Наступала весна. Мартовское солнце ярко светит и заметно согревает. Под его живительными лучами снег быстро тает и потоками льется через водосточные трубы на тротуары. На солнечной стороне улицы мокро, но зато тепло, светло, весело; в тени зима еще упорно держится, снег почти не тает, резкий ветер заставляет людей плотнее кутаться в теплые одежды. Холодно и мрачно в тех закоулках, куда не проникает луч солнца, где приближение весны чувствуется только потому, что зимняя стужа сменяется сыростью… В одном из таких забытых солнцем закоулков, в подвале большого пятиэтажного дома, окружавшего своими громадными флигелями крошечный дворик, сидел, сгорбившись над работой, человек, который по-видимому сильно нуждался в живительном луче тепла и света. Мертвенно-бледный, с истомленным лицом и красными воспаленными глазами, он с лихорадочной поспешностью нашивал бантики и пуговки на щегольские дамские ботинки; с полдюжины таких же ботинок разных размеров и фасонов, расставленных на большом почерневшем от времени столе, и множество деревянных колодок, валявшихся в углу комнаты вместе с обрезками подошвы, кожи и прюнели, ясно показывали, что это был башмачник, а бедная обстановка его сырой, мрачной, низкой комнаты и разноцветные заплатки, покрывавшие одежду его, говорили о плохих заработках, о суровой нужде. Несмотря на торопливость, с какой бедняк действовал иглой, ему по временам приходилось прерывать работу: удушливый кашель мучил его, он хватался рукой за грудь и красные пятна выступали на его впалых щеках.

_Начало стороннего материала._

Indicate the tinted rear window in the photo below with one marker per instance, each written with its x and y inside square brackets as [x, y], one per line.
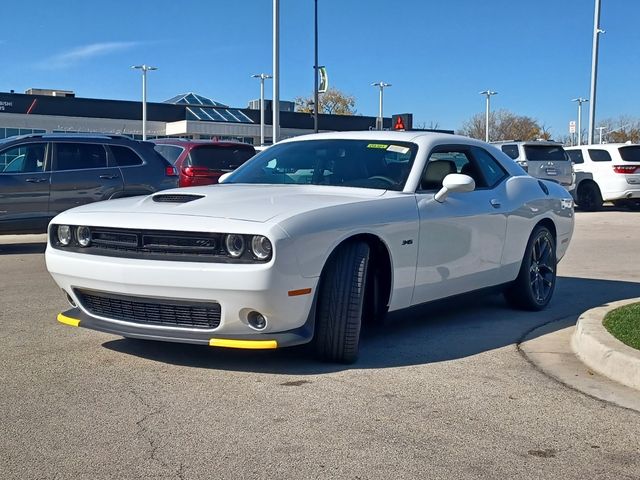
[74, 156]
[544, 153]
[630, 154]
[576, 156]
[125, 157]
[220, 157]
[511, 150]
[170, 152]
[598, 155]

– Ишь ты, как замучился, Павлуша, – раздался из глубины комнаты голос женщины: – хоть бы отдохнул; право, совсем изведешься!
– Отдохнуть! Кончу, так отдохну, – хмуро отвечал башмачник: – сама знаешь, сегодня надо работу нести, так чего там: «отдохни!»
– Можно и завтра снести работу; беда не велика, что один день просрочишь, – возразила женщина: – хозяин, кажись, добрый – придешь, поклонишься, авось, не взыщет с больного человека.
– Еще кланяться! Очень нужно! – проворчал башмачник.
Новый припадок кашля прервал слова его.
Авдотья, так звали женщину, знала, что спорить с братом бесполезно; она махнула на него рукой и вернулась к своему занятию – мытью в корыте каких-то лохмотьев, составлявших все белье семьи.
Дверь скрипнула; в комнату вошел маленький человек, неся в руках кусок хлеба, бутылку квасу и пару селедок. Мы говорим маленький человек, а не мальчик потому, что в этом крошечном существе не было, по-видимому, ничего детского: одет он был в большие сапоги, в длинный чуть не до пят балахон, в огромную закрывавшую уши шапку, и взгляд его сереньких глазок был не по летам серьезен.
– Принес, тетенька! – проговорил он, опуская свою ношу на деревянный табурет возле печки и освобождаясь от шапки, видимо тяготившей его.
– Принес Илюша? Ну, и ладно! – добродушно отозвалась Авдотья. – Сейчас у меня обед будет готов, картошка уже сварилась.
Через несколько минут вся семья сидела за обедом, состоявшим из вареного картофеля с селедкой да из хлеба с квасом. Авдотья ела быстро и почти все время говорила, хотя никто не отвечал ей. Илюша чинно, не торопясь, проглатывал кусок за куском и сосредоточил все свое внимание на этом приятном деле. Павел почти не дотрагивался до пищи: ему сильно нездоровилось, он едва сидел.
– Вот и посуду не буду мыть, – говорила Авдотья: – надо скорей бежать к Шустовым; у них сегодня много гостей, ужин, велели придти кухарке помогать.
– А где они живут? – спросил Павел.
– На Офицерской, – ты разве не помнишь? Мы ведь у кумы Анисьи там в гостях были?
– Не помню. Я думал, не по дороге ли тебе в Гостиный двор. Я работу кончил, а нести не могу, совсем разломило.